The mining equipment’s performance of 3 Tha/s is an extremely modest indicator for successfully mining a Bitcoin block: “with such power, the chances of finding a block are 1 in 1.2 million, and on average, this can happen once every 3,500 years at the current difficulty,” Kolivas explained. The miner used D-Central Technologies Bitaxe equipment, designed specifically for solo cryptocurrency mining, and this is the first case of successfully mining a Bitcoin block using this equipment. Notably, the installations were connected only 19 days ago, and their performance increased to 3 Tha/s only in the last 24 hours.

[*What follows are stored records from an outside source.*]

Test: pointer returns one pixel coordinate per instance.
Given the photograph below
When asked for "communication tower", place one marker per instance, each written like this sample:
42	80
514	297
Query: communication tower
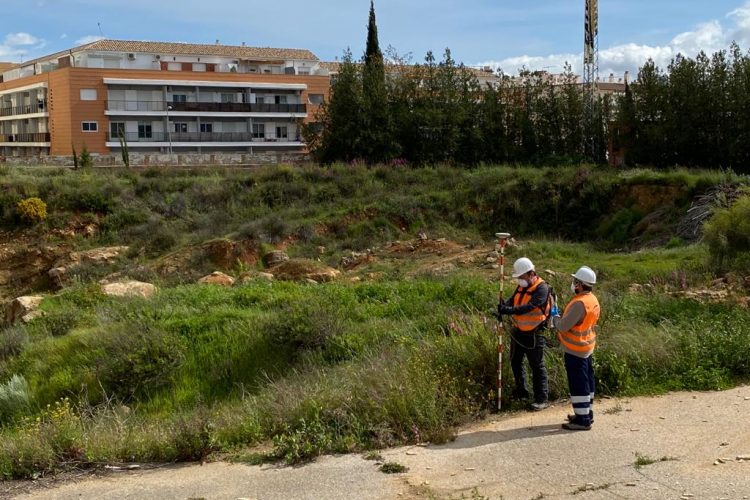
590	75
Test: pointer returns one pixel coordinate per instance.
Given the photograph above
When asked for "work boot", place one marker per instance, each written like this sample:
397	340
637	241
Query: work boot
539	406
572	417
573	426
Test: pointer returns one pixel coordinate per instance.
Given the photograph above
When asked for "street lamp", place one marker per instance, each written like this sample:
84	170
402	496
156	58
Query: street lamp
169	133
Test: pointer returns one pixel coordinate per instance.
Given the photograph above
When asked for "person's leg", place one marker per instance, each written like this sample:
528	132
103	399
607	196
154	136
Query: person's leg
539	370
577	370
592	386
517	352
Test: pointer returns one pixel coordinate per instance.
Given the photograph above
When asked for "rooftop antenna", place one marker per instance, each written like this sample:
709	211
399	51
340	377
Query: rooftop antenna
590	75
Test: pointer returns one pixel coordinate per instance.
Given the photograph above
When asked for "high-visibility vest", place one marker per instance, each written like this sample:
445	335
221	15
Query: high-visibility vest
581	339
532	319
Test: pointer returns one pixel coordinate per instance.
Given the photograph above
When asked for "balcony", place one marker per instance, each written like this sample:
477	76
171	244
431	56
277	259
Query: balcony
205	107
198	137
33	137
26	109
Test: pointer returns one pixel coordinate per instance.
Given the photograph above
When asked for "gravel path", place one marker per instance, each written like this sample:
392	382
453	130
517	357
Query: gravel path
695	440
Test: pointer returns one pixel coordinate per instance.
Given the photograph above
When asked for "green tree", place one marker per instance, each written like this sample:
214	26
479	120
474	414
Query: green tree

Miners mine bitcoins when their hardware performs complex calculations that confirm transactions on the blockchain, an open ledger. Transactions are packaged into blocks, and miners compete to see who can add the completed block to the blockchain. When a miner finally confirms a block of transactions, the network issues new bitcoins, which they receive as a reward. Bitcoin mining is usually done by pools, which combine the power of thousands of devices. If the pool mines a block, the reward is divided among its participants in proportion to the performance of their equipment, and the pool administration keeps a commission.
In April, Bitcoin mining difficulty peaked at 88.10 TH, after which it declined and was 82 TH on July 25. Last year, solo miners managed to mine blocks at least twice, in May and August, but their hardware performance was significantly higher than this time – 750 TH/s and 1 PH/s, respectively.